How to make sure header row populates column names?


#1

I’ve tried importing various CSV’s, TSV’s, both with and without quote-enclosed strings, \n and \r\n carriage returns, etc. and can’t seem to figure out how to consistently get Mapd to use the header row to populate column names. This also means that every field is marked as a string, even if the only string is the header row. Is there a way to make this work consistently?


#2

Thanks for trying MapD.

Could you post a sample file of the data you’re trying to import? That will greatly simplify debugging and will make it easier to file an issue if necessary.

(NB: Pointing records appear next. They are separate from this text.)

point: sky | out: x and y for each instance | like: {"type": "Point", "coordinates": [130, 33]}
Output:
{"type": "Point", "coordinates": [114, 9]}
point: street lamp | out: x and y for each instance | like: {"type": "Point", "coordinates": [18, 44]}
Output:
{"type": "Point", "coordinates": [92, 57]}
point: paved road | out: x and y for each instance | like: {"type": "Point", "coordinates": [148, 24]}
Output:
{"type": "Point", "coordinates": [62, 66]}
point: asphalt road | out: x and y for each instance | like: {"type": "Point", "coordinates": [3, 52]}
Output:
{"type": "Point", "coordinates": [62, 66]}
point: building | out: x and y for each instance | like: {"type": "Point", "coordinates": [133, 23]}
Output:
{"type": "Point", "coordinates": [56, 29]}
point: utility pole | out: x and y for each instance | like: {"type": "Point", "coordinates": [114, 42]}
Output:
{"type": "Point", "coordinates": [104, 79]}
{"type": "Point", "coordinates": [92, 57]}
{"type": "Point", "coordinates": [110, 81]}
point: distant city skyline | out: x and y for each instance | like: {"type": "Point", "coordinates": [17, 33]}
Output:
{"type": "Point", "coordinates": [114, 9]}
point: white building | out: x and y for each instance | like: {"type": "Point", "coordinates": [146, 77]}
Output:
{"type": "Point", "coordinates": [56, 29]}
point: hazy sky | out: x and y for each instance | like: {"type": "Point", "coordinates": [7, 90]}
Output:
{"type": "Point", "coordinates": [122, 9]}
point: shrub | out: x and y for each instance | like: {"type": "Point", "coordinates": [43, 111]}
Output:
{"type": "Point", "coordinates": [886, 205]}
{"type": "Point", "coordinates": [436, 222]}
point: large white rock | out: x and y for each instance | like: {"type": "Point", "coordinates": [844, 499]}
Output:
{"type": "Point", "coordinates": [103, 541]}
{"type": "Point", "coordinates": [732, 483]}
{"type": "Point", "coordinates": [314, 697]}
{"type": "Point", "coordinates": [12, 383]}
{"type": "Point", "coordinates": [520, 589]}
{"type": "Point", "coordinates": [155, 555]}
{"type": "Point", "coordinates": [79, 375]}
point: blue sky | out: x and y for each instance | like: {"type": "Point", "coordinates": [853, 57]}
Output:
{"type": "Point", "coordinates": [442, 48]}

The rules used for deciding whether or not there’s a header are:

  • first row is detected as text
  • there exists at least one column whose fields after the first are not detected as text
  • there are at least three rows

Unfortunately Immerse does not currently allow you to override the header setting, though that is possible if you create the table and import data using the command line mapdql client. See: https://www.mapd.com/docs/latest/mapd-core-guide/loading-data/?highlight=header


#3

Sure thing - here’s the most recent version I’ve tried, but it’s kind of a weird one (pipe delimiters and forced quotes).
The full file is about 23000 lines. Here’s a 100 line sample.

If you’re curious, I can see a few of the options I’ve tried in my script…

        giantwriter = csv.writer(gf, delimiter='|', quotechar = '"', quoting=csv.QUOTE_ALL)
        # giantwriter = csv.writer(gf, delimiter='|', quotechar = '"', lineterminator='\r\n')
        # giantwriter = csv.writer(gf, delimiter='\t', quotechar = '"')
        # giantwriter = csv.writer(gf, dialect='excel')

I also tried removing spaces from the header fields
giantrow = [n.replace(" ", “_”).strip() for n in giantrow]

BTW, your form doesn’t permit uploading files with the ‘.tsv’ extension. Might be worth a look.

100lines.csv (575.7 KB)

Thanks!


#4

Could you try removing the commas from your numbers? So instead of 5,411 make it simply 5411. Hopefully pretty easy since the file is pipe-delimited.


#5

Thanks! I hadn’t caught that. With all the commas removed (and checking type with int() and float() ) that gets the data types populated.

The header row is still not working though - any thoughts? It’s kind of odd, really, since it shows the strings as the first row but correctly recognizes type as int

.

100lines.csv (369.8 KB)


#6

Quick solution: prepend a letter to all the column names which start with a number (we actually don’t allow column names to start with a number anyways).

This was an interesting one, the date and time type detection code is marking some of those column names as potentially valid times. I’ll look into reworking that a bit.


#7

Ah perfect! That did the trick. Thanks.